在最下端有佛家六字真言‘唵嘛呢叭咪吽’,這是曲傑以神魂刻畫,蘊含偉力,只有法海真正頓悟善惡曲直之後,鎮壓整個山體的力量才會消失,若不然,他會一直被困在其中,直至那字跡上面的偉力消失。

而這個時間,則是五十年,如果法海依舊不能領悟真諦也不會死,至少有曲傑喂下的那枚寶丹,能使其五十年內神魂不滅,肉身不損。

此時放眼看去,山體之下露出一個光禿禿的腦袋,歷經風吹雨打,上面沾滿了泥土草屑,這正是法海,此時雙眸緊閉,氣息淺淡,似乎正在沉睡。

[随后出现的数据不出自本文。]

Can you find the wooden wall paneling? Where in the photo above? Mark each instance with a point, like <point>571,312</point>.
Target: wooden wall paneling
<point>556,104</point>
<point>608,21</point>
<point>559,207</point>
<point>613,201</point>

曲傑與兩女來到近前,站在了十多米外靜靜看著,此時法海似乎並未察覺到曲傑等人的到來,氣息不見半點變化。

“相公,法海不會死了吧?”小青疑惑道。

“還有呼吸,不可能給是死了。”

曲傑表現的很淡然,走進之後蹲下身,微微露出笑意。

“呔!醒來!”

他輕喝一聲,聲音如同暮鼓晨鐘,不強烈卻極為凝實,以他的眼力如何看不出,法海這是將心神沉浸到了自身,不為外物影響的表現。

法海的腦袋一顫,而後悠悠轉醒,抬頭就看見了曲傑,那滿是泥屑的臉上露出疑惑,而後雙眸就變得有神起來。

“施主。”顯然他認出了曲傑。

曲傑點頭,看了看他頭頂的六字真言道:“看來你似乎並未達到脫困的要求。”

他有些可惜,如果可能的話,他是不想跟這人鬧的太僵,畢竟其身後還有佛門這個龐然大物在,不是指世俗僧眾佛門,而是西天極樂之所在。

“施主錯了。”

法海並沒表現的有多少怨氣,反而一臉的淡然,靜靜注視著曲傑,緩緩開口:“施主所為,不過是要叫法海分善惡,懂人性,這些本就深植我心中,如何還需再去領悟?”

曲傑不想與他打機鋒,便道:“每個人對人性與善惡都有自己的理解,或許你認為自己所遵循的善惡與人生觀是對的,但你所作所為,卻是讓我看不過眼,說到底呀只是再用自身力量來維護自己的所思所想而已。”

法海卻突然道:“若是這樣說,施主將我鎮壓在此,又何嘗不是如此呢?”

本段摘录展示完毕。